The nature of love, at least in the sense of romance and friendship, is that it is unforeseen, unplanned. Out of some odd irony, or coincidence, one feels tinges of love where they previously did not exist for a person they previously did not care about. Love is normally experienced, felt and enjoyed before it is recognized as, and therefore called, love. In love, the emotions qualify the existence. In love, the happening is a mistake, sometimes a horrible one, sometimes a beautiful one.

The nature of hate, however, is that it is unnatural. Hate, in all of its malicious glory, is an intentional and directed occurrence. While one goes to sleep not expecting to love the next day, one wakes up with hate on their itinerary. Once they've decided to hate, their thoughts, actions and perception of others is molded to match. Once they've decided to hate an individual, their brain allows them to believe, with great confidence, that that individual in turn hates them, thereby justifying their hate. While love is often quietly unreciprocated, hate churns loudly in a violent cycle, even if it has only one participant. While love is usually a by chance happening, hate is a decision, an intention.

The problem with hate for the hated, is that it leads them to believe that they are worthy of hate, worthy of being hated. It makes them question themselves, makes them wonder what they did to deserve this intentional and directed emotion. It wounds their ego, hurts their pride, and knocks them to the floor.

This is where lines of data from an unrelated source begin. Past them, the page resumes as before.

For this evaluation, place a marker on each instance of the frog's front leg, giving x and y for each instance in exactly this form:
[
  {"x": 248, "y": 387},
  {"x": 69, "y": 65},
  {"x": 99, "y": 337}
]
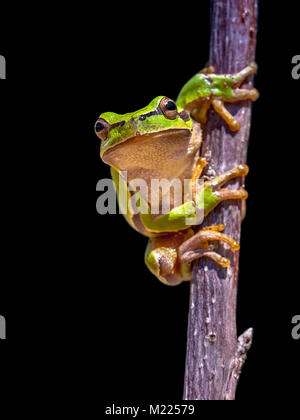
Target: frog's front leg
[
  {"x": 207, "y": 89},
  {"x": 235, "y": 95}
]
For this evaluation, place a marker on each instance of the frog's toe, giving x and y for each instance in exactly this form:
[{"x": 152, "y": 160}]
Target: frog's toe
[{"x": 162, "y": 262}]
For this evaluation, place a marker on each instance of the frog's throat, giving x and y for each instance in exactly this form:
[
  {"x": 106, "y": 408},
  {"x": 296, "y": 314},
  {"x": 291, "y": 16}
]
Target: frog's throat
[{"x": 149, "y": 150}]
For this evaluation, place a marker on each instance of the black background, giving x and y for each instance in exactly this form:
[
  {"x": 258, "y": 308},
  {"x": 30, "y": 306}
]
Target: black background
[{"x": 92, "y": 283}]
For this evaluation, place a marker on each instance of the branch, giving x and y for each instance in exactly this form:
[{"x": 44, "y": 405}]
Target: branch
[{"x": 214, "y": 354}]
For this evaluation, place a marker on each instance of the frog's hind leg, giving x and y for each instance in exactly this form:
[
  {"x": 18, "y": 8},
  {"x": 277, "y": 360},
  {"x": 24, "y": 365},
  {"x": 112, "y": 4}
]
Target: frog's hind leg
[
  {"x": 240, "y": 77},
  {"x": 226, "y": 194},
  {"x": 162, "y": 258},
  {"x": 199, "y": 246},
  {"x": 220, "y": 180}
]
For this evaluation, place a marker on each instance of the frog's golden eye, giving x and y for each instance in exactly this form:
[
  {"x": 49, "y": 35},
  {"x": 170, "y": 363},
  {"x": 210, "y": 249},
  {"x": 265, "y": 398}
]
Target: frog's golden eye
[
  {"x": 102, "y": 129},
  {"x": 168, "y": 108}
]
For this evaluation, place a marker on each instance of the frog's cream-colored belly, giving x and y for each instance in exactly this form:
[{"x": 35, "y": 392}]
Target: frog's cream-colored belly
[{"x": 166, "y": 156}]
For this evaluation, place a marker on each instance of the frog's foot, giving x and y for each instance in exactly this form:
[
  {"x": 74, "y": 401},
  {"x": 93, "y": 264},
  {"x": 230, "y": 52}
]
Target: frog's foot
[
  {"x": 240, "y": 77},
  {"x": 220, "y": 180},
  {"x": 197, "y": 172},
  {"x": 207, "y": 70},
  {"x": 199, "y": 246}
]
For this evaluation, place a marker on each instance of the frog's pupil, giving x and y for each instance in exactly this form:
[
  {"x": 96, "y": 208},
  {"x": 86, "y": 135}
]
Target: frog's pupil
[
  {"x": 99, "y": 127},
  {"x": 170, "y": 106}
]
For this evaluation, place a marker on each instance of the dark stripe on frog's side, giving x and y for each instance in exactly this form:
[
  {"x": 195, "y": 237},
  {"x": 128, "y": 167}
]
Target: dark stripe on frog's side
[{"x": 184, "y": 115}]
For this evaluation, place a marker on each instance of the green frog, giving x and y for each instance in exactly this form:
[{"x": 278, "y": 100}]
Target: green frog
[{"x": 162, "y": 142}]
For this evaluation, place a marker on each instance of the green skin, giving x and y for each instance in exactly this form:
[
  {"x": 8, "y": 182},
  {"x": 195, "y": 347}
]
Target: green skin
[{"x": 155, "y": 142}]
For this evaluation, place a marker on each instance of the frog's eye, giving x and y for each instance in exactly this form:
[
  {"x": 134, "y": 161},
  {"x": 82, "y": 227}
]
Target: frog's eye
[
  {"x": 102, "y": 129},
  {"x": 168, "y": 108}
]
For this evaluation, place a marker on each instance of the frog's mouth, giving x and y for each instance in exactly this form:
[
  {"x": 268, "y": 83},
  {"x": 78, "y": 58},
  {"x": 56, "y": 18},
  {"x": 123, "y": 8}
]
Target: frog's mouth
[{"x": 160, "y": 155}]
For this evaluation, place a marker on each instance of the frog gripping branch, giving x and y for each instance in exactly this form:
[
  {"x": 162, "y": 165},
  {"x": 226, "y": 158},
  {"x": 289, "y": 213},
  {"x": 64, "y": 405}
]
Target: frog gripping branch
[
  {"x": 129, "y": 143},
  {"x": 162, "y": 141}
]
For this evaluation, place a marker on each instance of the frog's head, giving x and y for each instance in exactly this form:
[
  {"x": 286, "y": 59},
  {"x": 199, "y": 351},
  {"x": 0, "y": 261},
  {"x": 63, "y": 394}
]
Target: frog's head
[{"x": 134, "y": 139}]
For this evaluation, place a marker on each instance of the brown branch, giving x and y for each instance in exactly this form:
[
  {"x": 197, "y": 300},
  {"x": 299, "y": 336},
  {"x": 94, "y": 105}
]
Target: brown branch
[{"x": 214, "y": 354}]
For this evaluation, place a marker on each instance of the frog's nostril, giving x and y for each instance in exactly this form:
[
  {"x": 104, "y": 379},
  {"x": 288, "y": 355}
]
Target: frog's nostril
[{"x": 99, "y": 127}]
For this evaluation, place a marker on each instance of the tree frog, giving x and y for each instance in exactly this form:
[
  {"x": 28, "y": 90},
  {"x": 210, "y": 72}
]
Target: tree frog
[{"x": 162, "y": 141}]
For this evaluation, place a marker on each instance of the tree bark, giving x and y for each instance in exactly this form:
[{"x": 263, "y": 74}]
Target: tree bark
[{"x": 215, "y": 355}]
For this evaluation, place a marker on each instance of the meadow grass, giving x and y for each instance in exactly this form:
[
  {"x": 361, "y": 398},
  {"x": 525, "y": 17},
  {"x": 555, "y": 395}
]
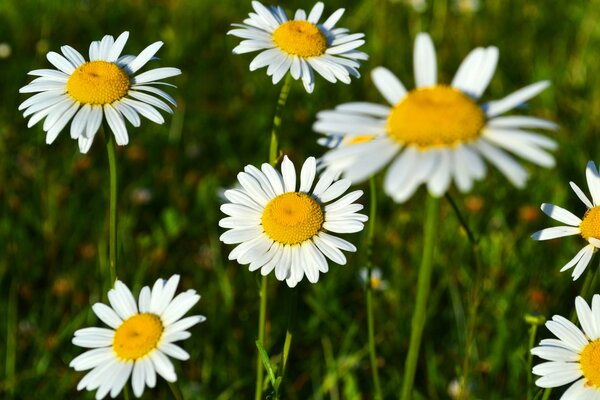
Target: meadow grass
[{"x": 54, "y": 234}]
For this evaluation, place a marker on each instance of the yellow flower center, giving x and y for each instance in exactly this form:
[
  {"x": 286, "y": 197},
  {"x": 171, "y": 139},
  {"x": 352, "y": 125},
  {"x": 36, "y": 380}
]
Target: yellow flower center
[
  {"x": 437, "y": 116},
  {"x": 590, "y": 224},
  {"x": 292, "y": 218},
  {"x": 300, "y": 38},
  {"x": 589, "y": 360},
  {"x": 137, "y": 336},
  {"x": 359, "y": 139},
  {"x": 98, "y": 82}
]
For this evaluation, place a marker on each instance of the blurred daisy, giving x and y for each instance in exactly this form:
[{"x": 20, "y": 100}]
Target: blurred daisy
[
  {"x": 588, "y": 227},
  {"x": 575, "y": 355},
  {"x": 89, "y": 91},
  {"x": 301, "y": 45},
  {"x": 376, "y": 282},
  {"x": 287, "y": 230},
  {"x": 435, "y": 133},
  {"x": 139, "y": 341}
]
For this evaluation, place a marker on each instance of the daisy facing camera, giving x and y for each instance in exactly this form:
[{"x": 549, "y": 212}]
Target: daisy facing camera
[{"x": 105, "y": 87}]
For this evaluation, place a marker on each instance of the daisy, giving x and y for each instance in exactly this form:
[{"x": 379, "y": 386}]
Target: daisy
[
  {"x": 86, "y": 92},
  {"x": 300, "y": 45},
  {"x": 575, "y": 355},
  {"x": 278, "y": 227},
  {"x": 436, "y": 133},
  {"x": 588, "y": 227},
  {"x": 139, "y": 341}
]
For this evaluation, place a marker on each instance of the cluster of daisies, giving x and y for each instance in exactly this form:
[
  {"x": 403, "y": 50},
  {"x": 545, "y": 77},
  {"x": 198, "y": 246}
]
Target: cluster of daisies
[{"x": 435, "y": 135}]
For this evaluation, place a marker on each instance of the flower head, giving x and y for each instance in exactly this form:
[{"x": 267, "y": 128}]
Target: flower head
[
  {"x": 575, "y": 355},
  {"x": 86, "y": 92},
  {"x": 434, "y": 134},
  {"x": 301, "y": 45},
  {"x": 280, "y": 226},
  {"x": 587, "y": 227},
  {"x": 141, "y": 337}
]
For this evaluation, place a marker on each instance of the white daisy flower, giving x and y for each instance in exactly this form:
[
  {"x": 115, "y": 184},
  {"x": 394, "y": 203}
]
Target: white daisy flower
[
  {"x": 435, "y": 134},
  {"x": 139, "y": 341},
  {"x": 89, "y": 91},
  {"x": 300, "y": 45},
  {"x": 575, "y": 355},
  {"x": 588, "y": 227},
  {"x": 281, "y": 228},
  {"x": 376, "y": 282}
]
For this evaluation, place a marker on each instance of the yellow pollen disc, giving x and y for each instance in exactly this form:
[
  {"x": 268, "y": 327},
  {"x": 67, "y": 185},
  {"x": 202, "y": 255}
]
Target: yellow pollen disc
[
  {"x": 589, "y": 360},
  {"x": 437, "y": 116},
  {"x": 98, "y": 82},
  {"x": 137, "y": 336},
  {"x": 292, "y": 218},
  {"x": 590, "y": 224},
  {"x": 300, "y": 38},
  {"x": 359, "y": 139}
]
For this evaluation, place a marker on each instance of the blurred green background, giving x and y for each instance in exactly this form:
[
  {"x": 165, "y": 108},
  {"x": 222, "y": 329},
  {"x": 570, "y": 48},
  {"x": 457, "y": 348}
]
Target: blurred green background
[{"x": 53, "y": 231}]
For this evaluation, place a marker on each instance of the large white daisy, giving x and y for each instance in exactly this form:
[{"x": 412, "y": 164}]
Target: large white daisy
[
  {"x": 300, "y": 45},
  {"x": 575, "y": 355},
  {"x": 280, "y": 226},
  {"x": 106, "y": 86},
  {"x": 435, "y": 134},
  {"x": 588, "y": 227},
  {"x": 139, "y": 341}
]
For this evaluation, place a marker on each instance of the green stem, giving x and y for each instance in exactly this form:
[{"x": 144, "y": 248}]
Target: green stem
[
  {"x": 369, "y": 289},
  {"x": 283, "y": 95},
  {"x": 292, "y": 306},
  {"x": 176, "y": 391},
  {"x": 423, "y": 286},
  {"x": 112, "y": 229},
  {"x": 261, "y": 338},
  {"x": 273, "y": 158},
  {"x": 474, "y": 301}
]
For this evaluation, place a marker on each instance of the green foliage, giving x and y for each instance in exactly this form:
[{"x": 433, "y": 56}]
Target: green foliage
[{"x": 53, "y": 226}]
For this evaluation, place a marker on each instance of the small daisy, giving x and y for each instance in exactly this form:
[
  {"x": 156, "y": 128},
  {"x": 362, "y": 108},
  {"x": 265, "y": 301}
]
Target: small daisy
[
  {"x": 287, "y": 230},
  {"x": 89, "y": 91},
  {"x": 139, "y": 341},
  {"x": 436, "y": 133},
  {"x": 377, "y": 283},
  {"x": 575, "y": 355},
  {"x": 300, "y": 45},
  {"x": 588, "y": 227}
]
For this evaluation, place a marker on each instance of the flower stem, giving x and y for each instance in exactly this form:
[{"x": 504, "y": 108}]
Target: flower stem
[
  {"x": 423, "y": 286},
  {"x": 292, "y": 306},
  {"x": 369, "y": 289},
  {"x": 112, "y": 228},
  {"x": 273, "y": 158},
  {"x": 473, "y": 302}
]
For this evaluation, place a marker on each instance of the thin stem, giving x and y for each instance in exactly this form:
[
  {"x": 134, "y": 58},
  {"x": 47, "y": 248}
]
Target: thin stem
[
  {"x": 369, "y": 289},
  {"x": 292, "y": 307},
  {"x": 176, "y": 391},
  {"x": 474, "y": 301},
  {"x": 261, "y": 337},
  {"x": 273, "y": 158},
  {"x": 112, "y": 230},
  {"x": 423, "y": 286},
  {"x": 283, "y": 95}
]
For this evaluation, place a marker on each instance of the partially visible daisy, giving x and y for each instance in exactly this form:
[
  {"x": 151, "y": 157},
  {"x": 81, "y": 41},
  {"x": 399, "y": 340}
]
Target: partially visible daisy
[
  {"x": 301, "y": 45},
  {"x": 376, "y": 282},
  {"x": 588, "y": 227},
  {"x": 139, "y": 339},
  {"x": 280, "y": 226},
  {"x": 575, "y": 355},
  {"x": 106, "y": 87},
  {"x": 435, "y": 134}
]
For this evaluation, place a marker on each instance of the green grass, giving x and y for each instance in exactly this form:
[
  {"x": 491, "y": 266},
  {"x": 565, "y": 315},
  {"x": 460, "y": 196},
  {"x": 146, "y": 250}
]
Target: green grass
[{"x": 53, "y": 224}]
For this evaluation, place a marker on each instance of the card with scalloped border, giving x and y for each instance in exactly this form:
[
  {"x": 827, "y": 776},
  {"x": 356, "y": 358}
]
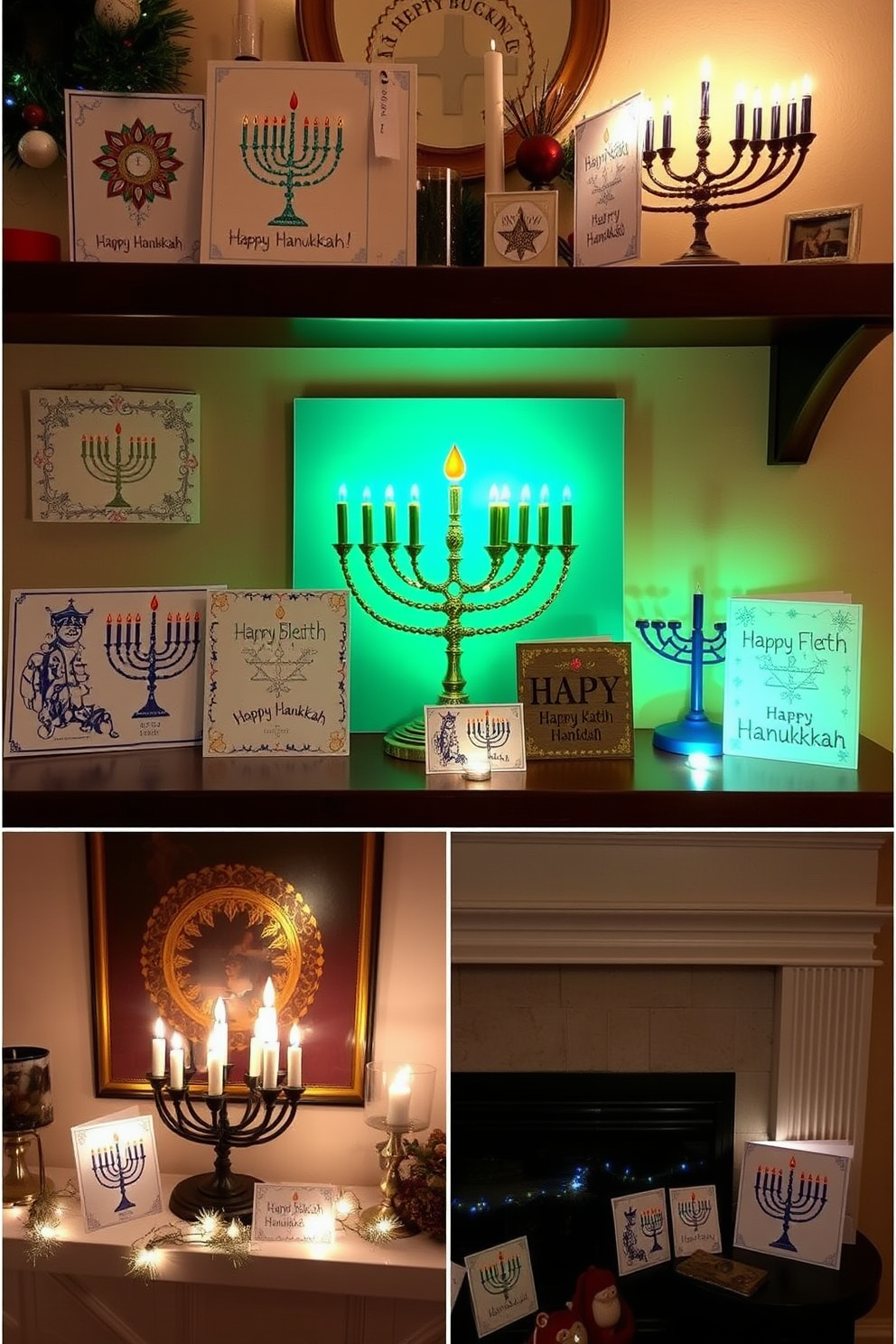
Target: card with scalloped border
[
  {"x": 311, "y": 162},
  {"x": 135, "y": 176},
  {"x": 115, "y": 456},
  {"x": 104, "y": 669},
  {"x": 277, "y": 674}
]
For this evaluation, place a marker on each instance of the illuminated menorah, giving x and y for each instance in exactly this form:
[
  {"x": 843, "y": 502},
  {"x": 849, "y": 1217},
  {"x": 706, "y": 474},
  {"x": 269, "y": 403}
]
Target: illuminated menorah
[
  {"x": 501, "y": 1277},
  {"x": 107, "y": 465},
  {"x": 267, "y": 1113},
  {"x": 115, "y": 1170},
  {"x": 652, "y": 1223},
  {"x": 277, "y": 162},
  {"x": 454, "y": 595},
  {"x": 705, "y": 191},
  {"x": 154, "y": 663},
  {"x": 694, "y": 733},
  {"x": 799, "y": 1206},
  {"x": 695, "y": 1212}
]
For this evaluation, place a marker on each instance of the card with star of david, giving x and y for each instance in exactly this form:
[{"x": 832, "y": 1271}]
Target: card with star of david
[{"x": 521, "y": 229}]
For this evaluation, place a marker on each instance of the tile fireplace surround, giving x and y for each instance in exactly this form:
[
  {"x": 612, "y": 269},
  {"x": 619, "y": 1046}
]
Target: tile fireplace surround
[{"x": 639, "y": 950}]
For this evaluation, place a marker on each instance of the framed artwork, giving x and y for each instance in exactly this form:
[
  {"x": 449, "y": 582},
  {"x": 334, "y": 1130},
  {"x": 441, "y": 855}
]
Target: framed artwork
[
  {"x": 557, "y": 46},
  {"x": 295, "y": 175},
  {"x": 817, "y": 236},
  {"x": 135, "y": 176},
  {"x": 181, "y": 919}
]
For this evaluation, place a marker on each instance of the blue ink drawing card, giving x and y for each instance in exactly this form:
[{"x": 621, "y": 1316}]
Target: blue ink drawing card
[
  {"x": 277, "y": 674},
  {"x": 104, "y": 669}
]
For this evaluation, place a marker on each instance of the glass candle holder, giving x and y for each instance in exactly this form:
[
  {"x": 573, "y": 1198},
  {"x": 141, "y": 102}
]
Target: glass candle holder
[{"x": 27, "y": 1106}]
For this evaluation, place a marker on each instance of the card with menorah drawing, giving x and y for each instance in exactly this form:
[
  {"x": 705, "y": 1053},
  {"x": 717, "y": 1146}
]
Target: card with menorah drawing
[
  {"x": 117, "y": 1168},
  {"x": 793, "y": 1200},
  {"x": 115, "y": 456},
  {"x": 104, "y": 669},
  {"x": 501, "y": 1285},
  {"x": 695, "y": 1219}
]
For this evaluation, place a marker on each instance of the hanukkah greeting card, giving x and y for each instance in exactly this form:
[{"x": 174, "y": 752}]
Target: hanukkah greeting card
[
  {"x": 311, "y": 163},
  {"x": 277, "y": 674}
]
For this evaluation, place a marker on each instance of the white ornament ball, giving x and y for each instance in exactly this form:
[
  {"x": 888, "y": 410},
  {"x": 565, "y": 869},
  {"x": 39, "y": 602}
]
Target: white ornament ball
[
  {"x": 117, "y": 15},
  {"x": 38, "y": 149}
]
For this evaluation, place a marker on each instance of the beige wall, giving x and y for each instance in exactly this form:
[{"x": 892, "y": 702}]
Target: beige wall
[
  {"x": 696, "y": 420},
  {"x": 47, "y": 1002}
]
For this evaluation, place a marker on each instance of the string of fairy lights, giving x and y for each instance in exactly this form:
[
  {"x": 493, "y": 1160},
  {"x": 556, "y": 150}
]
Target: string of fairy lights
[{"x": 209, "y": 1230}]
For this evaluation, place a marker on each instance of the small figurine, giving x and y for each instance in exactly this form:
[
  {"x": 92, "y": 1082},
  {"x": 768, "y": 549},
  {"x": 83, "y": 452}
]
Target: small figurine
[
  {"x": 607, "y": 1319},
  {"x": 557, "y": 1328}
]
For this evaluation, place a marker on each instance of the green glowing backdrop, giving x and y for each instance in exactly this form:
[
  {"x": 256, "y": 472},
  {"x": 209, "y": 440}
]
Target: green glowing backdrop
[{"x": 375, "y": 443}]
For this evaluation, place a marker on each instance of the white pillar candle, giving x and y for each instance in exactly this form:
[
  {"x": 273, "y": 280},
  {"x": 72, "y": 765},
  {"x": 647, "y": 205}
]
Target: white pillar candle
[
  {"x": 159, "y": 1050},
  {"x": 493, "y": 71},
  {"x": 294, "y": 1059},
  {"x": 270, "y": 1063},
  {"x": 399, "y": 1099},
  {"x": 176, "y": 1062}
]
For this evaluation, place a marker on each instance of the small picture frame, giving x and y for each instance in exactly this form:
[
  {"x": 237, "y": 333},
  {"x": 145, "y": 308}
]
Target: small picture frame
[
  {"x": 521, "y": 229},
  {"x": 822, "y": 236}
]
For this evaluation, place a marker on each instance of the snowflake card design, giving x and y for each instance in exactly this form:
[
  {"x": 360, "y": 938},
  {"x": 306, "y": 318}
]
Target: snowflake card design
[
  {"x": 695, "y": 1219},
  {"x": 793, "y": 680},
  {"x": 135, "y": 176},
  {"x": 793, "y": 1200},
  {"x": 642, "y": 1230},
  {"x": 277, "y": 674},
  {"x": 104, "y": 669},
  {"x": 311, "y": 163},
  {"x": 115, "y": 456}
]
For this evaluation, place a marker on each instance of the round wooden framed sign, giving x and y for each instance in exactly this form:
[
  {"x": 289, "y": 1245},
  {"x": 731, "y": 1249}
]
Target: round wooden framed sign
[{"x": 555, "y": 44}]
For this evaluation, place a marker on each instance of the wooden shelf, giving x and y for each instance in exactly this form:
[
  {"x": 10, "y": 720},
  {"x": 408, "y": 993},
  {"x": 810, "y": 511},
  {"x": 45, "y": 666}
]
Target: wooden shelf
[
  {"x": 818, "y": 322},
  {"x": 369, "y": 789}
]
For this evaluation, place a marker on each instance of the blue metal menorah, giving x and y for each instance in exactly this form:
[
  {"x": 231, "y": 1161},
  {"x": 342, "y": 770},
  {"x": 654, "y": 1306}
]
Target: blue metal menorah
[
  {"x": 115, "y": 1170},
  {"x": 799, "y": 1206},
  {"x": 652, "y": 1223},
  {"x": 267, "y": 1113},
  {"x": 695, "y": 1212},
  {"x": 277, "y": 162},
  {"x": 694, "y": 733},
  {"x": 154, "y": 663},
  {"x": 107, "y": 465},
  {"x": 501, "y": 1277},
  {"x": 488, "y": 734}
]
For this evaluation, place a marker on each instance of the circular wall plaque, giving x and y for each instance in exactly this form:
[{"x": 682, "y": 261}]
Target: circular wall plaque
[{"x": 556, "y": 46}]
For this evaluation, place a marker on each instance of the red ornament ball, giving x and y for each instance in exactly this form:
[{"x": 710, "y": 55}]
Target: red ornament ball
[{"x": 539, "y": 159}]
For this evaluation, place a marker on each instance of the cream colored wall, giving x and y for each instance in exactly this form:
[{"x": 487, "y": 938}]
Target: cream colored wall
[
  {"x": 47, "y": 1002},
  {"x": 696, "y": 420}
]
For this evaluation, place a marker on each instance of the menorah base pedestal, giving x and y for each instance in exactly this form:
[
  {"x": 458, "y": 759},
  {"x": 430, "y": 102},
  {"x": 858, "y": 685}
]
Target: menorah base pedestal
[
  {"x": 407, "y": 741},
  {"x": 198, "y": 1194},
  {"x": 689, "y": 735},
  {"x": 369, "y": 1218}
]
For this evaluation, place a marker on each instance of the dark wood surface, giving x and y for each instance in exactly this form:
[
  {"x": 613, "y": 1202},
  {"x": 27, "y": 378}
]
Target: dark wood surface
[{"x": 369, "y": 789}]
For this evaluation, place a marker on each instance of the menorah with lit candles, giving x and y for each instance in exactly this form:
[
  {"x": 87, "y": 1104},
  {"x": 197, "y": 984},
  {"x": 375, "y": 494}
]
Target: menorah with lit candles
[
  {"x": 454, "y": 598},
  {"x": 780, "y": 1200},
  {"x": 275, "y": 159},
  {"x": 113, "y": 467},
  {"x": 151, "y": 660},
  {"x": 747, "y": 179},
  {"x": 203, "y": 1115}
]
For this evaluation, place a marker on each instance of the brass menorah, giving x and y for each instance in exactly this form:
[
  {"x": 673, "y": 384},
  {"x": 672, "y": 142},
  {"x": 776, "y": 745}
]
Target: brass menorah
[
  {"x": 703, "y": 191},
  {"x": 454, "y": 598},
  {"x": 275, "y": 159},
  {"x": 109, "y": 465}
]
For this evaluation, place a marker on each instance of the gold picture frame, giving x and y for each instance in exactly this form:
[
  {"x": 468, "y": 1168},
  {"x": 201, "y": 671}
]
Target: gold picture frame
[
  {"x": 557, "y": 46},
  {"x": 179, "y": 919},
  {"x": 821, "y": 236}
]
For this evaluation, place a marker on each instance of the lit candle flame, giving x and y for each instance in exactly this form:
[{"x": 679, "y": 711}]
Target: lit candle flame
[{"x": 454, "y": 465}]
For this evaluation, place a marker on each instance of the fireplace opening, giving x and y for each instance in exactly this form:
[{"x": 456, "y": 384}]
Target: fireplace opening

Hate hurts more than love satisfies, because love is a mistake, but hate is a bullet shot in execution-style; it is accurate, direct, and without mistakes.

The second problem with hate for the hated is that in its stinging freshness, it confuses and causes one to believe that if they are worthy of being hated, they are capable of hating as well.

And so they do. Or at least try to. Or at the very least except that they cannot, but try to convince all others that they do, that they hate with a fiery passion. Because the only thing more hurtful to one's image and esteem than being hated, is being hated without hating in return.

Unfortunately that's human nature, and not immaturity. Fortunately, neither are for me. Not for too long, at least.

"Was yesterday so important that you can't start fresh today?"

Not to me.

Wednesday, June 10, 2009

Cherry Coffee Cake

Last night I saw you in my dreams. Now I can't wait to go to sleep.

In a translucent green bag, I keep all the cards my grandfather sends me. Birthday cards, Christmas cards, Valentine's Day cards, and an overwhelming number of cards for no occasion. Just to say hello, offer a few words of encouragement and a prayer, and remind me that I am loved.

Since my grandparents moved to Ohio, I don't get to see them very often, but I can always depend on his cards to comfort me. Early this morning I awoke to deal with a bit of strife, and before I laid back down to sleep, I read one of his cards.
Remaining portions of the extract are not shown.